We provide a compressive-measurement based method to detect susceptible agents who may receive misinformation through their contact with ‘stubborn agents’ whose goal is to influence the opinions of agents in the network. We consider a DeGroot-type opinion dynamics model where regular agents revise their opinions by linearly combining their neighbors' opinions, but stubborn agents, while influencing others, do not change their opinions. Our proposed method hinges on estimating the temporal difference vector of network-wide opinions, computed at time instances when the stubborn agents interact. We show that this temporal difference vector has approximately the same support as the locations of the susceptible agents. Moreover, both the interaction instances and the temporal difference vector can be estimated from a small number of aggregated opinions. The performance of our method is studied both analytically and empirically.
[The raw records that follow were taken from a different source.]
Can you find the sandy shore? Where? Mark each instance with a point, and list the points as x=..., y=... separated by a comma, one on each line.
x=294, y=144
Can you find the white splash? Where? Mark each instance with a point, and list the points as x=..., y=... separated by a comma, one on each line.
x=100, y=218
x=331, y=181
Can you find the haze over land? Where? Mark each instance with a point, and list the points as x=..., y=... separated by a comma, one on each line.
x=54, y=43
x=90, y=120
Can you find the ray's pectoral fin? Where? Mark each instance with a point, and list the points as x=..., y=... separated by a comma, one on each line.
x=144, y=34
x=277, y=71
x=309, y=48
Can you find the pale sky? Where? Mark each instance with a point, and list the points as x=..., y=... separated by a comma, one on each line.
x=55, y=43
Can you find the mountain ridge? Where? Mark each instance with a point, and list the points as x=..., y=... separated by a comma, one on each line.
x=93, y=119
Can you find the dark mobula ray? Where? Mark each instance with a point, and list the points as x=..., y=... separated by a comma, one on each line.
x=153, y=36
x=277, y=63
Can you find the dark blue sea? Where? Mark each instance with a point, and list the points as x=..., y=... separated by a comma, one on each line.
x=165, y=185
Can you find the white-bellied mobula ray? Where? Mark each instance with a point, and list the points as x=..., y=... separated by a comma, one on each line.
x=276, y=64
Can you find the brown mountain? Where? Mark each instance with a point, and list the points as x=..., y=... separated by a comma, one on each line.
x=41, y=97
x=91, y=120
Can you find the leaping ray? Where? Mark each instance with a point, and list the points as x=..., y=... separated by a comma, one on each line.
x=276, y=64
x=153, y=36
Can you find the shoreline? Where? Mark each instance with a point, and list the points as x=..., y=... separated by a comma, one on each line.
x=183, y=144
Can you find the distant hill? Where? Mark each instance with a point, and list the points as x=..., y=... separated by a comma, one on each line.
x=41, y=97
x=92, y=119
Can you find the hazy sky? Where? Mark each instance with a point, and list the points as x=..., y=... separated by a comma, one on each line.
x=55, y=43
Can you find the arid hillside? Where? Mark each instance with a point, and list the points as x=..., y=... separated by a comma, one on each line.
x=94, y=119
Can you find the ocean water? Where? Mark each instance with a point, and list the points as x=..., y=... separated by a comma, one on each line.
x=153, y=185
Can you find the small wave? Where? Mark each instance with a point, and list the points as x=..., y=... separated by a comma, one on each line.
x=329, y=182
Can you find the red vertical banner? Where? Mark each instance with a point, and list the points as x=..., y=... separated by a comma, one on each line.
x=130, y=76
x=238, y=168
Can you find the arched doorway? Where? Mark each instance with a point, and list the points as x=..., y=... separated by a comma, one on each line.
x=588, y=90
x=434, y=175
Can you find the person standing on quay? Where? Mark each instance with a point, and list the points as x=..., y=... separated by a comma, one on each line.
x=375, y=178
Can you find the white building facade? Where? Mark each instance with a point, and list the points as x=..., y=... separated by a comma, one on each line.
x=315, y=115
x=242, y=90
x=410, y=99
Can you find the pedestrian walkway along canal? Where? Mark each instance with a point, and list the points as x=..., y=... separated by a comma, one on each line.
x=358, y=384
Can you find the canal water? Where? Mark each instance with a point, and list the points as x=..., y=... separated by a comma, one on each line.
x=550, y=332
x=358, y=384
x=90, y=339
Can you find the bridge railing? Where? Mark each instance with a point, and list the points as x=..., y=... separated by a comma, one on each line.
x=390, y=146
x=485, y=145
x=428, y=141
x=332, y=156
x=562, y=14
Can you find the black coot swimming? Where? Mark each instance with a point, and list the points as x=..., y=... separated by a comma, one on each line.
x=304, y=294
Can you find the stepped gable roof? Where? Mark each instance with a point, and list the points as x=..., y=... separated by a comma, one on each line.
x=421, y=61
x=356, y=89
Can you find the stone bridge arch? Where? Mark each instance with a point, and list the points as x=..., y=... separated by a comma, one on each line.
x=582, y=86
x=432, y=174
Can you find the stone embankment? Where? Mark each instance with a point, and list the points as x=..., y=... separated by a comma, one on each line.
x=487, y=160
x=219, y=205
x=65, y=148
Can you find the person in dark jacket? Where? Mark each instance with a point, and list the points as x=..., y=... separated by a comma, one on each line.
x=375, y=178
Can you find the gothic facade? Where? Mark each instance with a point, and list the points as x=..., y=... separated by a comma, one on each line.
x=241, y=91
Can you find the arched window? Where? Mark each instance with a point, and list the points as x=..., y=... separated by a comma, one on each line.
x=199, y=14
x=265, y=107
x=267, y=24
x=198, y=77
We show that the detection error decreases when the social network is better connected, or when the stubborn agents are ‘less talkative’.
通过压缩测量识别时变意见动态中的敏感因素
我们提供了一种基于压缩测量的方法来检测易受影响的代理,这些代理可能通过与“顽固代理”的接触接收到错误信息,而“顽固代理”的目标是影响网络中代理的意见。我们考虑了一个degroot类型的意见动态模型,其中常规代理通过线性结合邻居的意见来修改他们的意见,而顽固代理在影响他人的同时不改变他们的意见。我们提出的方法依赖于估计网络范围内意见的时间差向量,在顽固代理交互的时间实例中计算。我们表明,这个时间差异向量与易感因子的位置具有大致相同的支持度。此外,交互实例和时间差向量都可以从少量的汇总意见中估计出来。本文对该方法的性能进行了分析和实证研究。我们表明,当社交网络连接得更好时,或者当顽固的代理“不那么健谈”时,检测误差会减少。
本文章由计算机程序翻译,如有差异,请以英文原文为准。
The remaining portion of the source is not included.